Impact investing is commonly referred to initiatives and ventures designed to achieve financial returns in addition to positive economic, social or environmental impact. The financial services industry is one of the most deeply involved in impact investing but active engagement also includes manufacturing, consumer essentials and technology.
Median total giving for companies active with impact investing was about $25.7 million compared with $15 million for those that do not.
Impact investing is the exception rather than the norm but CECP expects the practice to grow along with the broader market for impact investing globally. A separate study by JP Morgan Chase and the Global Impact Investing Network (GIIN) projected the entire impact investing field to grow from $60 billion to $2 trillion by 2025.
“We are at the start of seeing something that has the power to change the world,” CECP CEO Daryl Brewster said in a press release. “Impact investing is the cutting-edge tool for companies looking to achieve financial, environmental, and societal goals all at the same time,” he said. “We expect more leaders in corporations to leverage their companies’ resources and competitive advantages through impact investing. Ultimately, this will make a positive impact in the marketplace and in people’s lives.”
The report offers guidance to companies interested in impact investing, including incorporating it into a company’s annual strategic planning process, partnering with umbrella organizations in the social enterprise field, collaborating with competitors on common problems, and working with external investors.

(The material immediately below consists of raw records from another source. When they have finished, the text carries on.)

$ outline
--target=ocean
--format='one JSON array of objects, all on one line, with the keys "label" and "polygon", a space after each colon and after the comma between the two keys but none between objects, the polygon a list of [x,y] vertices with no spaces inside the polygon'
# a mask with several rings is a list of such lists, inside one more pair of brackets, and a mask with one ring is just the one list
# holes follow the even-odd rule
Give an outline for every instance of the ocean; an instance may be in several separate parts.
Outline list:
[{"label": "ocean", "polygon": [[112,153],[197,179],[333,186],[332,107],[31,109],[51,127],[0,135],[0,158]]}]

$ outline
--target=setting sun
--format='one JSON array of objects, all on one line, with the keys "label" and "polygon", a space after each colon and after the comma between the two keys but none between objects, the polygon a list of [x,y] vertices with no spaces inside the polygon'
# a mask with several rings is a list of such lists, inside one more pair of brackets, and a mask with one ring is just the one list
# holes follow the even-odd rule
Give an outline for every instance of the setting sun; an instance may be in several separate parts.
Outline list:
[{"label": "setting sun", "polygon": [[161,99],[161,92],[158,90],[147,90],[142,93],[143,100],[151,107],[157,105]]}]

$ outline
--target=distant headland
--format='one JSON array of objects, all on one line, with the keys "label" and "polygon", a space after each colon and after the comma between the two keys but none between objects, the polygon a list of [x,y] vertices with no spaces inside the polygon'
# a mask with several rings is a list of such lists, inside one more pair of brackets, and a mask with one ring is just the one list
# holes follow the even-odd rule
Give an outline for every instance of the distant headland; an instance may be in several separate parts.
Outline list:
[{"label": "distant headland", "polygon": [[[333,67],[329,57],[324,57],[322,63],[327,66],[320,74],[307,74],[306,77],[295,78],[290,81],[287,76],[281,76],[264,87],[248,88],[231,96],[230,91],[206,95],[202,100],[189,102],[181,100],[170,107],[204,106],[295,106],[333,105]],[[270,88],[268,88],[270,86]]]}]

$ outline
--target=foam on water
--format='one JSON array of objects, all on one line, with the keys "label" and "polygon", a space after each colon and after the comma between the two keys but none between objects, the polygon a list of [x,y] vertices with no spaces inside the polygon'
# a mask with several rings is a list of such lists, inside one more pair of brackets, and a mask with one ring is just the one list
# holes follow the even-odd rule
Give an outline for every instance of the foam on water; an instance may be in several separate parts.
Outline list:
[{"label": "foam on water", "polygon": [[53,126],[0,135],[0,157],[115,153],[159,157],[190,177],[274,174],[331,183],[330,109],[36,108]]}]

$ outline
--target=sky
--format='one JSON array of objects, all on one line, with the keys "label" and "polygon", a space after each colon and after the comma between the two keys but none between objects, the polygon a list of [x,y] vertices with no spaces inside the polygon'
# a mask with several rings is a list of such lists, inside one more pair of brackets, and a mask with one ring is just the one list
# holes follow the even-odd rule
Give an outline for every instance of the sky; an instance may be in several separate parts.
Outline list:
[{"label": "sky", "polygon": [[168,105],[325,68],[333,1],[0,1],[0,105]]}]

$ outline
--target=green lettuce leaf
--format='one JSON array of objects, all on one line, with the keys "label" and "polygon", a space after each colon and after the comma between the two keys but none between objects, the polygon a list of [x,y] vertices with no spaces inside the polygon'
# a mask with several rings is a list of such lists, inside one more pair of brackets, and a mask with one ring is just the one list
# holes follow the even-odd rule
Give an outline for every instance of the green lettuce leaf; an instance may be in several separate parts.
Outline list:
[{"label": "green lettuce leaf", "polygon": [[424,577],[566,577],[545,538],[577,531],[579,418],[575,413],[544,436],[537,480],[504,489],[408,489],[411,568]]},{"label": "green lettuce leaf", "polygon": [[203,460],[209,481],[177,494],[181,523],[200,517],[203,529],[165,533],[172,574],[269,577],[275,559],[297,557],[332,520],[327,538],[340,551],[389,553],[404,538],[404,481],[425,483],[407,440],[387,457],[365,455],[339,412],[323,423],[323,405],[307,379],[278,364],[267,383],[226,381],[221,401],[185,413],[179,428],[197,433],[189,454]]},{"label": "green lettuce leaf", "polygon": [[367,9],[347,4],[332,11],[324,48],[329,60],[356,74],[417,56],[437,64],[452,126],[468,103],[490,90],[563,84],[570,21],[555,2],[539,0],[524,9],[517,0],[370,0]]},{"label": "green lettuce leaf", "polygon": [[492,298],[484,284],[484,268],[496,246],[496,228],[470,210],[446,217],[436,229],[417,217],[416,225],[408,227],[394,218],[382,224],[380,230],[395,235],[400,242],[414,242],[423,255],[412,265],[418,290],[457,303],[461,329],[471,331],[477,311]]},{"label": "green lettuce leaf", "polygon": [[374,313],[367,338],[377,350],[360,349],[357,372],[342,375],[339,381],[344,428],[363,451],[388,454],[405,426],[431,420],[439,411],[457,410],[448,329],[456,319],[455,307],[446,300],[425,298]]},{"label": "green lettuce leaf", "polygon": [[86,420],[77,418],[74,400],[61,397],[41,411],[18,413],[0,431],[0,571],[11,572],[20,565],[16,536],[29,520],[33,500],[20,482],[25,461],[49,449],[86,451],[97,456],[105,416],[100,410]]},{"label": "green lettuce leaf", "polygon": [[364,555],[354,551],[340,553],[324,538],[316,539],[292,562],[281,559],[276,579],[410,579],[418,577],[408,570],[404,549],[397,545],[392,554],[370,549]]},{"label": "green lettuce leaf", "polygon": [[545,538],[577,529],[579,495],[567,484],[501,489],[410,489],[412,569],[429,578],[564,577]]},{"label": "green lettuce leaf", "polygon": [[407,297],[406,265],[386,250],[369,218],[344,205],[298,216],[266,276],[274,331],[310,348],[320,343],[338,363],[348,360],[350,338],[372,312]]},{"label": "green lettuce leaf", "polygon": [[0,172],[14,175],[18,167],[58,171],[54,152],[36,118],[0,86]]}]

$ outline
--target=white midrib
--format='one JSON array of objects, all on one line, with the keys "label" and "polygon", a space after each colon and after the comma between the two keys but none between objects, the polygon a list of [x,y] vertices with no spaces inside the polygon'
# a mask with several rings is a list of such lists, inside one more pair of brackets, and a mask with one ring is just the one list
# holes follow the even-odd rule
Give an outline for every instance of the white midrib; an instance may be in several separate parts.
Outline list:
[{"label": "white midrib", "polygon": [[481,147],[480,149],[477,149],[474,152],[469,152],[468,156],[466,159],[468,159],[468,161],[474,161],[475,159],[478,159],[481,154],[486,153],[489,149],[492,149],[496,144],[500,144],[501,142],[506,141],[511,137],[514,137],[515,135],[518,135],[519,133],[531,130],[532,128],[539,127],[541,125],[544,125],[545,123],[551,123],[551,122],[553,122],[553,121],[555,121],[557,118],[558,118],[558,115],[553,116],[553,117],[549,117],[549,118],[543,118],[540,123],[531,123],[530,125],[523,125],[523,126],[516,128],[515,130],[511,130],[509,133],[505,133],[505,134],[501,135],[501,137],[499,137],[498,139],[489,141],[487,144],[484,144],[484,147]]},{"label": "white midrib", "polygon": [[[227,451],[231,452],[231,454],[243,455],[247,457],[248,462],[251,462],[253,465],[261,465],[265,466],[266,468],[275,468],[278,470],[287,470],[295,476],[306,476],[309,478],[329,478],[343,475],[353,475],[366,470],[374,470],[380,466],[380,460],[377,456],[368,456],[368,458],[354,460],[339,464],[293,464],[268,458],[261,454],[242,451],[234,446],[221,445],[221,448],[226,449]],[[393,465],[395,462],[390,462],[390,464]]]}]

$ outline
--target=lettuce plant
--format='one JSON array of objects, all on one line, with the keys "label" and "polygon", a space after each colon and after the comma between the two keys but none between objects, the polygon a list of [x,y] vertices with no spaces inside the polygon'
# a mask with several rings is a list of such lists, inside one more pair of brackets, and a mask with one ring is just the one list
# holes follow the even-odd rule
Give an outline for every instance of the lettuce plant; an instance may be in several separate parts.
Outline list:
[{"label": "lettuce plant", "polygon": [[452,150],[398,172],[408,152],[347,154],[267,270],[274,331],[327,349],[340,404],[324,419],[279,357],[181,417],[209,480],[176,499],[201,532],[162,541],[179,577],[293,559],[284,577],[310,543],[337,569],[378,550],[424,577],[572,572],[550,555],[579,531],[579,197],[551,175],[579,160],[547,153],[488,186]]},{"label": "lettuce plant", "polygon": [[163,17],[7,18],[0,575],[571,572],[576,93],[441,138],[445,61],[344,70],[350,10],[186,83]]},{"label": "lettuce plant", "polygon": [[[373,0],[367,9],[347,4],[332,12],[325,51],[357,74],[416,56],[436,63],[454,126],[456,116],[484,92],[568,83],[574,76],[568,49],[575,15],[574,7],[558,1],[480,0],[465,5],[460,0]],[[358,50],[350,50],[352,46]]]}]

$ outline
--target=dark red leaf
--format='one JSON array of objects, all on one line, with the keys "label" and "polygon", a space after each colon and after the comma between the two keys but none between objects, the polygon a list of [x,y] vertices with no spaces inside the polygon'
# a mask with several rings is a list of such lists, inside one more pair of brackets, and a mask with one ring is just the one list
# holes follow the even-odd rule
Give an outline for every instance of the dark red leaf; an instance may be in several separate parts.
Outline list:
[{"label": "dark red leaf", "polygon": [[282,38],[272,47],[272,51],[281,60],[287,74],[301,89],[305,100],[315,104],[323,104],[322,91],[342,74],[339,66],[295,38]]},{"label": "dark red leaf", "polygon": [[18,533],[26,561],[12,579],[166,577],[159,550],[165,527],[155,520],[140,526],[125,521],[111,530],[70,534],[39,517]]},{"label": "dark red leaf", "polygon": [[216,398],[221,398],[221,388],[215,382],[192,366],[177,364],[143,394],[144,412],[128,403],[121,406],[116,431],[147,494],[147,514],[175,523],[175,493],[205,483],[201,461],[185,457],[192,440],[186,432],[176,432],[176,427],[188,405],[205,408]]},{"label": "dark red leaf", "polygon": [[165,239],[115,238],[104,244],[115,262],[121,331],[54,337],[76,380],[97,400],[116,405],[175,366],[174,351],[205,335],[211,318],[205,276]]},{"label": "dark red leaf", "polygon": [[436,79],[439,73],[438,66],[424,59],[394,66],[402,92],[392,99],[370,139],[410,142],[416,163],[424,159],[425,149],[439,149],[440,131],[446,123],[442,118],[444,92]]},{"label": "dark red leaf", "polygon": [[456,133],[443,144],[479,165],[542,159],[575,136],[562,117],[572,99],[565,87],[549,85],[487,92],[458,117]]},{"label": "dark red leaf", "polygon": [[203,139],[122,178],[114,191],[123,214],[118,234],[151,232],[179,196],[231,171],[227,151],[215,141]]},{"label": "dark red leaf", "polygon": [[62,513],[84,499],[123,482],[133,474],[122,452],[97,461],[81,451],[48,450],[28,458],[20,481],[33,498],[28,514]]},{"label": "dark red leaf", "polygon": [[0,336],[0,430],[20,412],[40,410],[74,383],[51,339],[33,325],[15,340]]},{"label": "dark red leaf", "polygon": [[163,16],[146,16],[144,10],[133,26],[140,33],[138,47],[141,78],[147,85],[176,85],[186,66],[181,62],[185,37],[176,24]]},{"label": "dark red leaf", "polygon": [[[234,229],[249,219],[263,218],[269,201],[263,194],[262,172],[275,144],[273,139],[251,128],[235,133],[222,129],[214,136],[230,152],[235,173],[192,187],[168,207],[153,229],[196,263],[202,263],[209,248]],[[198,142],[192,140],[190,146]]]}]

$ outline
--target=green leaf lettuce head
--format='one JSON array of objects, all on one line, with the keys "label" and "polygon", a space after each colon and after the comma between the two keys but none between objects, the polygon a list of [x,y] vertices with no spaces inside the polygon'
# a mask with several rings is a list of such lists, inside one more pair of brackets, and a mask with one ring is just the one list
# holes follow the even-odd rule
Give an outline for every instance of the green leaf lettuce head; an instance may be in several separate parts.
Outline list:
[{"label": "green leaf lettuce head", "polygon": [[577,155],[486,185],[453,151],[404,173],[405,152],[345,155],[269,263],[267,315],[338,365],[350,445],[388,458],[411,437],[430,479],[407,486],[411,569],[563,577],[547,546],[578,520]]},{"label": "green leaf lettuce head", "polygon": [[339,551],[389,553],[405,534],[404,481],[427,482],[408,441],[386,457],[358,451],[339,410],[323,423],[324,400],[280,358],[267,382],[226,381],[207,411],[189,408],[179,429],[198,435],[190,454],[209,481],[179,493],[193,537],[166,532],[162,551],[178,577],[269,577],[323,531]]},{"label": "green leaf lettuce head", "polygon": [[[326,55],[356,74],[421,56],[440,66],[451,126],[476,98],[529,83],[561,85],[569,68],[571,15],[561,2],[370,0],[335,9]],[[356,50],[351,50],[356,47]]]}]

The study outlined six approaches and case studies that companies are taking in impact investing:
- Direct investments. When a company provides funds for a social enterprise, such as Campbell Soup Company’s acquisition of Plum Organics;
- Self-managed funds. When a company creates a captive fund or investment company, such as Cisco Ventures’ investment in Husk Power Systems, a company that turns rice husks into energy;
- Third-party funds. Investing through a syndicate or fund as a limited partner, such as 3M’s $5-million loan to the Closed Loop Fund, which aims to improve recycling in municipalities;
- Strategic alliances. Two companies combine for strategic non-financial partnerships or joint ventures with social enterprises. Vodafone and Roshan, Afghanistan’s largest telecommunications provider, formed an alliance that involved a profit share model to use M-Paisa, a mobile payment platform;
- Accelerators and incubators. Companies providing support for a specific project or new venture, such as mentorship, office space, or technical support; and,
- Corporate foundations making program-related investments – providing either working capital through loans, loan guarantees or equity investments –
through their charitable foundations.
The three approaches with the greatest potential for impact at scale, according to the report, are direct investments, corporate venture capital self-managed funds, and investments in third-party funds.